Our data is spatiotemporally rich and is one of the only publicly available datasets for PM values based in a developing country. The difference between the PM value distributions of a developing and a developed country is staggering. To corroborate our point and the need for a dataset like ours, we provide a detailed analysis comparing a mobile air monitoring dataset[2] which belongs to the city Hamilton in Ontario, Canada collected during 114 days of air pollution monitoring between November 2005 to November 2016 with our dataset based on a number of parameters. For the purpose of comparison, we divide Delhi and Hamilton into regions by rounding off the latitude and longitude of each record to 3 decimal places and the grouping all the record belonging to each region.

Comparison of Delhi and Canada datasets over different parameters and statistical aspects


The following tables show comparison of Delhi dataset with canada dataset[2] over different parameters. It also presents statistical comparison of PM values recorded by both datasets.
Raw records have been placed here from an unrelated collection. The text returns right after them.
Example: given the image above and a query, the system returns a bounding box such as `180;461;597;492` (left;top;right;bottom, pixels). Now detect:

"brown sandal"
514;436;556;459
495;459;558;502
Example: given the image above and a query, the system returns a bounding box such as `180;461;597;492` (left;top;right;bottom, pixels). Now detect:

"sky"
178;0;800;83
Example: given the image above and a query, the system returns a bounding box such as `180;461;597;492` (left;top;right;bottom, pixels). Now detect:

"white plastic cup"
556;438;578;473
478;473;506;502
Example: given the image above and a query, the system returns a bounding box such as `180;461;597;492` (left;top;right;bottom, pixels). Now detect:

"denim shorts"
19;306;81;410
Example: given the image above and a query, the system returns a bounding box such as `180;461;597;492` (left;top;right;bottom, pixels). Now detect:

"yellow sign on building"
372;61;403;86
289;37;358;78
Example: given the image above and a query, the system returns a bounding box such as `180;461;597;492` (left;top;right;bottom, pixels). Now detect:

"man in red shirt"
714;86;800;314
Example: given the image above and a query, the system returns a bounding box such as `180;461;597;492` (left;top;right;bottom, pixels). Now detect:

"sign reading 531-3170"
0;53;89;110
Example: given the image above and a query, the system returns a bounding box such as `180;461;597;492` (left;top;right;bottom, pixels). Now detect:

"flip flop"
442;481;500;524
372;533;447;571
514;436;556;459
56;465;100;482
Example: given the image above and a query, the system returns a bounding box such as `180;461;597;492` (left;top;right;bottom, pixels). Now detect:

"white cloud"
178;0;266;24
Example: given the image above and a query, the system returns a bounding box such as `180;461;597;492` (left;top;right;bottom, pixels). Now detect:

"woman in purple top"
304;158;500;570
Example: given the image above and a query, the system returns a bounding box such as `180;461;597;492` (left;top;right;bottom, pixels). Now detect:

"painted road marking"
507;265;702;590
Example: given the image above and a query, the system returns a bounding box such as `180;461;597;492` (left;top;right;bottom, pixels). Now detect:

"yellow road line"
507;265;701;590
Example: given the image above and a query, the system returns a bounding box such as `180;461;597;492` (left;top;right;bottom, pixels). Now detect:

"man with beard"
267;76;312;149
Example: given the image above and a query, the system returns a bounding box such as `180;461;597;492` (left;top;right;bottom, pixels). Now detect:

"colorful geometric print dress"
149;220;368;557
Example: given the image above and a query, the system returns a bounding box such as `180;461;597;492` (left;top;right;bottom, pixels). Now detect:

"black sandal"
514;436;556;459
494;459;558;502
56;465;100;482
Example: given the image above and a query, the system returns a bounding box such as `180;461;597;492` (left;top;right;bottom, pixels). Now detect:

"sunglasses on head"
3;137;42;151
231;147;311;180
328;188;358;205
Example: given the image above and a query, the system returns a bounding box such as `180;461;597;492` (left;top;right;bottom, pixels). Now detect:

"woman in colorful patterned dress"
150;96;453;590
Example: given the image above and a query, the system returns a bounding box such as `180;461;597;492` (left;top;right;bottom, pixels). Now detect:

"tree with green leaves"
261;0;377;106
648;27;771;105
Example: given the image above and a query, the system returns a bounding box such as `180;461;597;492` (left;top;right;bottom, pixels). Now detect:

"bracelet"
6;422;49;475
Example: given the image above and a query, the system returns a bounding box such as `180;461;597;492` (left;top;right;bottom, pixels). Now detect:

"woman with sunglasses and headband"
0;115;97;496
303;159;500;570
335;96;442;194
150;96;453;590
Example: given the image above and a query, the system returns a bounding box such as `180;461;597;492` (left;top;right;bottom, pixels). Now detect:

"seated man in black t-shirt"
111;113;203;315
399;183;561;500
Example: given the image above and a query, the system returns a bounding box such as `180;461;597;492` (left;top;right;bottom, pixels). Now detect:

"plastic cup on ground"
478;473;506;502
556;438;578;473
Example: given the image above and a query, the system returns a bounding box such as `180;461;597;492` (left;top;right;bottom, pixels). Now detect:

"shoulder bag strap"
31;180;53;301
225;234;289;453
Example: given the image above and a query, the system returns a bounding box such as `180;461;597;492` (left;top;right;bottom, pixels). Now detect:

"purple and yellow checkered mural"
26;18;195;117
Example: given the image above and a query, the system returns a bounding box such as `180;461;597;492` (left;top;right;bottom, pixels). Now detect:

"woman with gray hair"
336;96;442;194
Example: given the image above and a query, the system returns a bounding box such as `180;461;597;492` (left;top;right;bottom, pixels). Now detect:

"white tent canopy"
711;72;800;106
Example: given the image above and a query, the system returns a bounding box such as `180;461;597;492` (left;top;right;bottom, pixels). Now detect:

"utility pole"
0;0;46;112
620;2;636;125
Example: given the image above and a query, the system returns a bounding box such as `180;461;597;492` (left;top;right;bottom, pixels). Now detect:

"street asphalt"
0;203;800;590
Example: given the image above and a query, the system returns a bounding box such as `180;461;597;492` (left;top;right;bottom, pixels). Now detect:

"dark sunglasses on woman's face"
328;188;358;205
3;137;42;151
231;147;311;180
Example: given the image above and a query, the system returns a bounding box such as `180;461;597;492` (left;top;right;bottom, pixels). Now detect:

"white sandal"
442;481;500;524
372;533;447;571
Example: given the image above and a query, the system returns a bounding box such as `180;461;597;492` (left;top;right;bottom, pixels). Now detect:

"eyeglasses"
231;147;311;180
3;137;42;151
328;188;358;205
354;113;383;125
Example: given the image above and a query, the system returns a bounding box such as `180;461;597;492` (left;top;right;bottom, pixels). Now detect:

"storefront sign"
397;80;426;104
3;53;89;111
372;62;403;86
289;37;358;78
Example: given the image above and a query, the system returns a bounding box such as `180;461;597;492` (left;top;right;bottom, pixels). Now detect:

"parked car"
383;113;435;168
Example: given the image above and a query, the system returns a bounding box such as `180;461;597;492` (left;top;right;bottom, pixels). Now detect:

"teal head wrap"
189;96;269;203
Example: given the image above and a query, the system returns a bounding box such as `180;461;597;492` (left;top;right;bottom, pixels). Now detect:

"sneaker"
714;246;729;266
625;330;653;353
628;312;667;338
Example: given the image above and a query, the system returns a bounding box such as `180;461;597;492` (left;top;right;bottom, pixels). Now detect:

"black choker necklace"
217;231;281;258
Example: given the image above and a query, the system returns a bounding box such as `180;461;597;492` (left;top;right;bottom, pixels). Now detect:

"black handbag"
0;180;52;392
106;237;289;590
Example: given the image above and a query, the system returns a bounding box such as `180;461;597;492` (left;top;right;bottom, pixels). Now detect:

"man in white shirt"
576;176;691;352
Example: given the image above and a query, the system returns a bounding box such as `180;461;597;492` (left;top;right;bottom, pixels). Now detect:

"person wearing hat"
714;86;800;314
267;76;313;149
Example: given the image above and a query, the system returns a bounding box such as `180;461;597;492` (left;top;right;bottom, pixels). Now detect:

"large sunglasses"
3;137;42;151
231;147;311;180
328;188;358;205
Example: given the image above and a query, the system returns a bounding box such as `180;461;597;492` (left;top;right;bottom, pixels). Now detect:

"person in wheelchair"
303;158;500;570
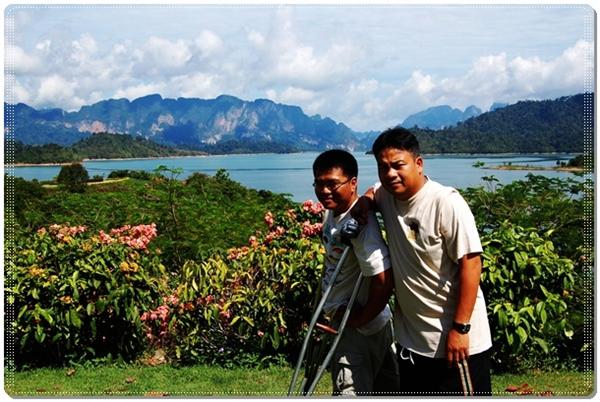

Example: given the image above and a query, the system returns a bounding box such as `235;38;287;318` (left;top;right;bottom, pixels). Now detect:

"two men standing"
315;128;492;396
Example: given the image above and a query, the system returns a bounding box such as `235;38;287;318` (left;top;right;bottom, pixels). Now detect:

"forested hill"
14;133;204;163
413;94;594;153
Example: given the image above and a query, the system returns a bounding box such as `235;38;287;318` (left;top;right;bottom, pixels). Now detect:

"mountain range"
400;105;481;130
4;94;593;153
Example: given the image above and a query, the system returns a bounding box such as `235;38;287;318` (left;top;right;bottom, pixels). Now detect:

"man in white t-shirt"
313;150;398;395
354;127;492;396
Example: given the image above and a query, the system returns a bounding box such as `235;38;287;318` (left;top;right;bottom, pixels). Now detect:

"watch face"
453;322;471;334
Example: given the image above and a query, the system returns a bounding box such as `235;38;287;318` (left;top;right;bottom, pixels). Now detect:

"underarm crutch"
288;219;362;396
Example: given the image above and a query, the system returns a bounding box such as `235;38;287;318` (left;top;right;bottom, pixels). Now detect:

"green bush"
56;163;89;193
5;225;166;367
482;221;583;371
142;202;323;365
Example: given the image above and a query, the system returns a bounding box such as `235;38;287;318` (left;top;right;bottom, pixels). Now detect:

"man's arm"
446;253;481;366
346;268;394;328
350;187;375;225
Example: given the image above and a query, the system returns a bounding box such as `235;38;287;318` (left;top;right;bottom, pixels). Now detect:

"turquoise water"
6;152;572;201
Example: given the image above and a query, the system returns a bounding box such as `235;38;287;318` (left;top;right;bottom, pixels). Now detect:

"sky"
4;1;595;131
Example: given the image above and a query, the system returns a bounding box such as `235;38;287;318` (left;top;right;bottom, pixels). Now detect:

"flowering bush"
142;202;323;365
5;225;166;367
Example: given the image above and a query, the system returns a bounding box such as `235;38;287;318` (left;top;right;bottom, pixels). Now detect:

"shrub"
56;163;88;193
142;202;323;365
5;225;166;367
482;221;583;372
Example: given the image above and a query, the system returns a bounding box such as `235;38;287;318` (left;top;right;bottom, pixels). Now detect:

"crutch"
288;219;362;396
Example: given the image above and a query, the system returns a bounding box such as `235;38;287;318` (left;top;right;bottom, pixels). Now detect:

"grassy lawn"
4;365;595;398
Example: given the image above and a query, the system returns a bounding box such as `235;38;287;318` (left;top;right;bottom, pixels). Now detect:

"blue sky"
4;2;594;131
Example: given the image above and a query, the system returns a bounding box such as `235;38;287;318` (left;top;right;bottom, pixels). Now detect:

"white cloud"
5;45;42;74
34;74;84;110
248;10;363;90
142;36;192;73
112;83;165;100
194;29;223;57
247;30;265;48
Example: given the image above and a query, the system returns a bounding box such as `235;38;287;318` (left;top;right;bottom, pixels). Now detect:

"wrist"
452;321;471;335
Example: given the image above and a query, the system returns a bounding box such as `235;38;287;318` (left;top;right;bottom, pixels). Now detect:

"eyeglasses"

The below table provides comparison of Delhi, Canada dataset[2] and Zurich dataset[1] over different metrices
Metric Delhi Dataset Canada Dataset Zurich dataset
Total number of samples 12542183 46080 Varying for different pollutants (19.9 - 49.7 Million)
Sample with atleast one PM (1.0, 2.5, 10.0) value 12542183 13048 -
Pollutants covered PM1, PM2.5, PM10 CO, NO, NO2, SO2, O3, PM1, PM2.5, PM10 O3, CO, NO2 and UFP
Vehicles used Public bus Commercial van Trams
Monitoring Period 91 days 114 days Varying for different pollutants (2.5 - 4.5 years)
The table below presents estimate of cost of the other sensors(COx, NOx, SOx). We are currently trying augment some of our instruments with additional sensors, but this needs careful planning as budgets in developing countries is scarce. We have started our measurements with PM as accurate PM sensors are available at 2,500 INR.
Pollutants vendor1 (honeywell) vendor2 (alphasense) vendor3 (winsen)
SO2 17,337 INR 8,500 INR 10,600 INR
NO 14,600 INR 8,500 INR -
NO2 10,618 INR 8,500 INR 10,530 INR
CO - 8,500 INR 4,450 INR
CO2 - - 2,910 INR
O3 - - 4,288.28 INR
The below table provides statistical comparison of PM values of Delhi and Canada dataset[2].
Metric Delhi Dataset Canada Dataset
PM1 PM2.5 PM10 PM1 PM2.5 PM10
Min 1 1 1 0 0 0
Max 1730.5 1792 1903 2640 731 291
Mean 120.348 207.9248 226.1106 46.45 15.08 12.15
Std 57.2723 114.3632 123.8647 97.36 12.87 9.02
5th Percentile 45 72 79 4 6 8
95th Percentile 233 435 471 28 32 138
Missing % 0 0 0 72.24 73.62 71.71
Comparison based on total number of data points collected across all regions

The first parameter used for comparison is total number of records collected in every region in the city across the whole duration of the data. The below figures shows this over the cities of Hamilton and Delhi.The color of each circle in the maps represent total number of points collected in every region. As it can be seen from the maps, the circles over most of the regions in Hamilton are of green color which corresponds to 0-20 points over a region. But there is a large variation in the color of circles over Delhi which correspond to more than 500 data points over most regions. This indicates that the number of data points collected across each region in Delhi is much higher than the number of points collected across each region in Hamilton.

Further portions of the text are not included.